The proxy doesn't do anything but forwarding the semantically unmodified request and response (with a byte-by-byte identical message body) for all HTTP requests methods but HTTP POST. In the case of HTTP POST it does the following in addition to forwarding the unmodified request:
- It dereferences the resource against which the request is directed with an HTTP GET request, and with an Accept header indicating preference for RDF representations
- If an RDF representation of the resource is returned check if it says that the requested resource is a transforming LDPC
- If it is a transforming LDPC get the URI of the transformer from the graph and use the transformer client library to transform the body of the POST request.
- If and when transformation succeeds, POST the request to the backend keeping all headers of the original requests except those which contradict the properties of the transformation results (e.g.
Content-type
) and theSlug
header which is modified by adding a suffix. The inclusion of the original headers allows the proxy to work in setting where the backend requires authentication.
The integration of the Virtuoso Crawler is described in detail in D2.1 and shall not be repeated here. The crawler is a service to efficiently retrieve data for storage and semantic enrichment with the P3 platform. While building on the established Virtuoso Crawler it now supports the LDP standard for storing the data with the P3 platform.
Originally we planned to implement a logging no-operation transformer for debugging to provide the traceability envisaged by T5.3. This no-op transformer could have been added at any position of a transforming pipeline to log the data passed from one transformer to the next.
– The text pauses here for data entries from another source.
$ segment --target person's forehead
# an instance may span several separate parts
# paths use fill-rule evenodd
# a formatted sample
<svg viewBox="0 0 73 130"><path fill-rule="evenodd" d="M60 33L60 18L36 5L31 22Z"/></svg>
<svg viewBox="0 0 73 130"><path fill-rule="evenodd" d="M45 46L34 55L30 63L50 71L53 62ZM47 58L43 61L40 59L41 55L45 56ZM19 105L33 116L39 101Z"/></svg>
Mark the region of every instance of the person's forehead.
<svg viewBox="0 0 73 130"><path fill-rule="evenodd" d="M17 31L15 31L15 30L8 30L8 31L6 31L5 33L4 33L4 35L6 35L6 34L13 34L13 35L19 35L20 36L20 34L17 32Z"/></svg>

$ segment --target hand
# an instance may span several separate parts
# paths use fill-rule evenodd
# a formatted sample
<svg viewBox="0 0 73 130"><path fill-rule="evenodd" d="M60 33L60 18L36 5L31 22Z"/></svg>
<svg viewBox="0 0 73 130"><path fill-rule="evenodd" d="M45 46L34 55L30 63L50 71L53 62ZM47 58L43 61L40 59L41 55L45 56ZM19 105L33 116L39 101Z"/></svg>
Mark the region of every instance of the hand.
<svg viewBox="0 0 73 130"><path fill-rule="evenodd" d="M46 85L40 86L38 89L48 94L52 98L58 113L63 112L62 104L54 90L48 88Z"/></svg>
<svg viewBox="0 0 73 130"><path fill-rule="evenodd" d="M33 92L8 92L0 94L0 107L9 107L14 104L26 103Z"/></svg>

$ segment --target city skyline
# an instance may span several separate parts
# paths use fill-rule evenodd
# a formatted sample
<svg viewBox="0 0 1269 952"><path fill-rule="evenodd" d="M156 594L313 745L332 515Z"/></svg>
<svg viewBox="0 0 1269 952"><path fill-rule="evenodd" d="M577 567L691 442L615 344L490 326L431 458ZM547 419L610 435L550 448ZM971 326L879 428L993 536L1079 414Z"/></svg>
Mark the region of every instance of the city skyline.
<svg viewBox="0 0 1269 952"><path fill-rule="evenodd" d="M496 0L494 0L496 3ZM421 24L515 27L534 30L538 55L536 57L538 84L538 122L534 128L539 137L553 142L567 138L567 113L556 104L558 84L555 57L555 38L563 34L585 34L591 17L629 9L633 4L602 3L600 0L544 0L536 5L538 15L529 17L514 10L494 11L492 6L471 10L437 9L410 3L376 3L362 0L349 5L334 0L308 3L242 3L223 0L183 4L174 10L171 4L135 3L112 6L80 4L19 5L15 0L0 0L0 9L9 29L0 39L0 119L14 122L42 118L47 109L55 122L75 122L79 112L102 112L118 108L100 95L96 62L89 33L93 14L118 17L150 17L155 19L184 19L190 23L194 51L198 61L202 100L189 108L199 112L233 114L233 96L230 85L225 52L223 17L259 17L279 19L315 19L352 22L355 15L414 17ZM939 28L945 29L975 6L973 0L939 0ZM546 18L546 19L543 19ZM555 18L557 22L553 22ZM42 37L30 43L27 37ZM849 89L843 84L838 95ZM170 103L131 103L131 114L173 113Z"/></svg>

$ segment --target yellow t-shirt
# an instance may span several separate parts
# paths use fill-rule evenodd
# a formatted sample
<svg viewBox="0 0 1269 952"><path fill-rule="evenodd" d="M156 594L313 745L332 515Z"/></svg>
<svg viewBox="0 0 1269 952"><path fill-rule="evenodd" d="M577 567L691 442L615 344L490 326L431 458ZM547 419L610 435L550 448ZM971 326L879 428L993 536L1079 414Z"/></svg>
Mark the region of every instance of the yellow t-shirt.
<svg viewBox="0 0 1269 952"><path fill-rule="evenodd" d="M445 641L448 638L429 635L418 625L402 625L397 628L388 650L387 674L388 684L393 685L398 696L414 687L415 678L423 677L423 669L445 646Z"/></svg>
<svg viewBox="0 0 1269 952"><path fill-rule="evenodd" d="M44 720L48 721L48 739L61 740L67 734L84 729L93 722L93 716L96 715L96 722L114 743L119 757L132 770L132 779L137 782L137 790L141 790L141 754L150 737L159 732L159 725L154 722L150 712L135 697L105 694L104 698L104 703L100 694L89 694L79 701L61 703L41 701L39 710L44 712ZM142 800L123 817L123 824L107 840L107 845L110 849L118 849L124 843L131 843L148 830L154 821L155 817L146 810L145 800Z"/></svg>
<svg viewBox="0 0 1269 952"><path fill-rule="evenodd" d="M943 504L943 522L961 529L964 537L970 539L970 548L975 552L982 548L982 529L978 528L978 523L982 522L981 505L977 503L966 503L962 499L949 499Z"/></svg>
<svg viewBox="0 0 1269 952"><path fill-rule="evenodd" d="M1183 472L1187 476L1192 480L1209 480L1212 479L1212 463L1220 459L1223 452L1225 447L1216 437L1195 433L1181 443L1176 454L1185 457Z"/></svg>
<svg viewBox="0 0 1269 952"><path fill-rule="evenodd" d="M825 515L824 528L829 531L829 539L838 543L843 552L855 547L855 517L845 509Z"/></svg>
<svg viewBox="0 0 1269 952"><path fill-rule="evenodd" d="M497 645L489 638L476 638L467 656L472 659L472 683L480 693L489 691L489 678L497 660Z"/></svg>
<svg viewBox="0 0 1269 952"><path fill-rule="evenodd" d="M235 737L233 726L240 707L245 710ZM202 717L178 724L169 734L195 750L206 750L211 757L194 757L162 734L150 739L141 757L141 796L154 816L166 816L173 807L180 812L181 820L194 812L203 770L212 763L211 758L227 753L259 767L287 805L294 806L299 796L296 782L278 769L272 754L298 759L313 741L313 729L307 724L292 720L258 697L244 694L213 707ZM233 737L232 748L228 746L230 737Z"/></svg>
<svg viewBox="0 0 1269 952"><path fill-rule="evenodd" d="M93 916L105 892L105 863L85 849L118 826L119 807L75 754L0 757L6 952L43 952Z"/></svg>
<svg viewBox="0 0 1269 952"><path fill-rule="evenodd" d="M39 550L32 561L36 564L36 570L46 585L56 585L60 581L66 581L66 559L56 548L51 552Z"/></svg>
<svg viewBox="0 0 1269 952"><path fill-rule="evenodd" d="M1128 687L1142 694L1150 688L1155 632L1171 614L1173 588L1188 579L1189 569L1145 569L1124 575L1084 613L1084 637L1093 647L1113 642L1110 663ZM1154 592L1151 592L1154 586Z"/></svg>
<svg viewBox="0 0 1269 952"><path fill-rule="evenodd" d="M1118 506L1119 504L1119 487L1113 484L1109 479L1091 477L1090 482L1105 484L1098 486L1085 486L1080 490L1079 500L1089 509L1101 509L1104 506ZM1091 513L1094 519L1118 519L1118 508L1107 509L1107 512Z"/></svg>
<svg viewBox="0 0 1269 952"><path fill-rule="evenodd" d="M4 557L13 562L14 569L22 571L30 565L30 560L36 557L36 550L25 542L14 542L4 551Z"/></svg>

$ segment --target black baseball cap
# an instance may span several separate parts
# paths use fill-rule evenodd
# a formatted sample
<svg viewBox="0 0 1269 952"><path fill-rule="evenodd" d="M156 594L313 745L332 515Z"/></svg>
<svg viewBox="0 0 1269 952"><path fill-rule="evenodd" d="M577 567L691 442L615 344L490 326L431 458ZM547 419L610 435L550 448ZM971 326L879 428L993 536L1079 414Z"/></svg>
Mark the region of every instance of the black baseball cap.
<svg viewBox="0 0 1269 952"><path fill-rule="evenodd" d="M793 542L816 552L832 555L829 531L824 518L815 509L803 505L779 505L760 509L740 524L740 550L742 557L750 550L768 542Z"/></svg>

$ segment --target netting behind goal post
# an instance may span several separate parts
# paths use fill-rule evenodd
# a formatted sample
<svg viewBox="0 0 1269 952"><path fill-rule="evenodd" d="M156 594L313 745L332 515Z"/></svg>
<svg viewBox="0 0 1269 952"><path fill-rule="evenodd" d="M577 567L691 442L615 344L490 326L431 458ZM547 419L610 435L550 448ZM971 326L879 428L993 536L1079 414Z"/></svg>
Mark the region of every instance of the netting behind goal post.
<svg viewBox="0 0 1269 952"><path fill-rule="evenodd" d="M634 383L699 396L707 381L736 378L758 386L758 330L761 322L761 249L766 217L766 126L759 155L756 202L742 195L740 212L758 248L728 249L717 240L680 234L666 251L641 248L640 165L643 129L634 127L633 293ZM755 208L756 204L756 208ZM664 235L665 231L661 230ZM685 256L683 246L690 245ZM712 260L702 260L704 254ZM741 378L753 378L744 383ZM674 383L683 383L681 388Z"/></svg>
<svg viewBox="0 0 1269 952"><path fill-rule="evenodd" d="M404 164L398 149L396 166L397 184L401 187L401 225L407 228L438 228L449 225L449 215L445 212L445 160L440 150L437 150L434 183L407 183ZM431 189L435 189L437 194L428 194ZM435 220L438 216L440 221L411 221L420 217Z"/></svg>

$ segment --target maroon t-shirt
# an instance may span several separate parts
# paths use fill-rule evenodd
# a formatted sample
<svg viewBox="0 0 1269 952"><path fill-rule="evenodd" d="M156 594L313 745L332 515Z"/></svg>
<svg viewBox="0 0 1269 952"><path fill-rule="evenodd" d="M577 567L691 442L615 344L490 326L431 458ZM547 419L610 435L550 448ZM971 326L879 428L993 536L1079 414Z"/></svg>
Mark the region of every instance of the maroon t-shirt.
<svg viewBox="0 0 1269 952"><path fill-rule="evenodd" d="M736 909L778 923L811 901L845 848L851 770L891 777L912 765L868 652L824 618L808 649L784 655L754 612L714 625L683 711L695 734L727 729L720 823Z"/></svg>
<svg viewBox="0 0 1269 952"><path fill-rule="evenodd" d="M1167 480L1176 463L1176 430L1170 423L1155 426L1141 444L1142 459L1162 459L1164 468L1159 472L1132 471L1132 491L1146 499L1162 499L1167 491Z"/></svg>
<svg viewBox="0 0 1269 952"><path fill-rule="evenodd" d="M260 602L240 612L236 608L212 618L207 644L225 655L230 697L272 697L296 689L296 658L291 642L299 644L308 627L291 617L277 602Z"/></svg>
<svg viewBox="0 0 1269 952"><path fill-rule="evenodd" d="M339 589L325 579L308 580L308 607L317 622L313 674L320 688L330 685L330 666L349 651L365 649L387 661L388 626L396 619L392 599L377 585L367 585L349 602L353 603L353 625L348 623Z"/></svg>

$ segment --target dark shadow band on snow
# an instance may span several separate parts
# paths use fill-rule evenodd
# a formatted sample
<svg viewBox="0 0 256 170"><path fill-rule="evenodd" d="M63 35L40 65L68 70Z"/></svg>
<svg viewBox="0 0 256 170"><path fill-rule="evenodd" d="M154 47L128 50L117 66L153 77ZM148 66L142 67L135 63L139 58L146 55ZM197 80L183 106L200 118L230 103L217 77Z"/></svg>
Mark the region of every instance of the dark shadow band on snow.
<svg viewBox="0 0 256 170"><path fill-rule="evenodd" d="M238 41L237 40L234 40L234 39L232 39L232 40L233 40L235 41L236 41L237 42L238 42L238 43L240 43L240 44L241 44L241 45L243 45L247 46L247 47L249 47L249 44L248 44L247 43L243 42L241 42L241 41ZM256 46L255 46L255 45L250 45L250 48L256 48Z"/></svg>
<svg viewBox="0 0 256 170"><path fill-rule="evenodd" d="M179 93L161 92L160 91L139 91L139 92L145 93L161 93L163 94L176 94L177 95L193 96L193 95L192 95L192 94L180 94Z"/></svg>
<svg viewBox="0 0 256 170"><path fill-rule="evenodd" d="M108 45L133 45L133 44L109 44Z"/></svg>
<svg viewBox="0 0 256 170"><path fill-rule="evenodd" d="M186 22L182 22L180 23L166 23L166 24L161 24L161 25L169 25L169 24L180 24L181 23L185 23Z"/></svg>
The no-op transformer was thought to be useful to monitor the data at each of its transformation steps. Experience has shown however that standard TCP/IP network monitoring tools where sufficient in most cases. The only case we encountered where standard TCP/IP monitoring tool were not powerful enough was when debugging a scenario where different pipelines that are run concurrently access the same transformer, but even in this case we did not need the planned logging no-operation transformer but could use a standard logging HTTP Proxy such as The Grinder [Grinder], given that the transformer API is based on HTTP and the RDF data exchange bases on standard serialization formats no further tool was needed. This finding clearly exemplifies the benefits of the chose standards based architecture with loosely coupled components communicating via HTTP and standard format.
The Dashboard allows the user to visually interact with transforming containers (defined in D5.1). The dashboard supports multiple configurations effectively allowing the user to have multiple visual workbenches to serve different usage scenario of one or of several users. With the Dashboard the user can drag-and-drop files to the platform, as defined by the Transforming Container API these files are not only added to the container, but a transformation job is also started in the background. The user will immediately see and be able to access the uploaded data (i.e. the file drag-and-dropped to the visual representation of the container and shortly after the transformation completed also the results of the transformation. The dashboard is described in detail in D4.1.
With T5.4 the DoW foresees the development of application level retrieval and query services. The platform architecture described in D5.1 stipulates that interaction with the platform by non-human agents as well as interactions between platform components shall be based on either established protocols and standards for interacting with linked data, specifically:
- Linked Data Platform 1.0 [LDP]
- SPARQL 1.1 Query Language [SPARQL]
As well as protocols defined by the P3 project. The protocols defined within the project shall follow the REST design principles. Notably the following protocols where defined within P3:
- Transformer API
- Transforming Container API
- Transformer Registry API
- User Interaction Request API
Apart from there adherence to the REST principles and (except for the first) relying on the LDP specification what these protocols have in common is that the payload of the messages (the HTTP message body) is expressed using a media type encoding an RDF graph (or, where the LDP specification foresees this, a serialization that will become an RDF graph once the LDP instance assigns the necessary base IRI for parsing). To foster interoperability at the semantic level the platform architecture also defines which ontologies shall be used for the purpose of describing semantic enrichments, notably:
- Open Annotation [Sanderson2013]
- Fusepool Annotation Model (FAM)
These standards and API describe generic and domain independent data retrieval and processing mechanism. The use of standard ontologies for describing annotations allows for text/label based retrieval using the standard SPARQL protocol. Where the backend supports GeoSPARQL [Perry] it is also possible to run more advanced topological queries using the SPARQL protocol. It should however be noted that simple bounding-box based spatial/temporal queries can be run efficiently against any SPARQL endpoint without requiring specific extensions.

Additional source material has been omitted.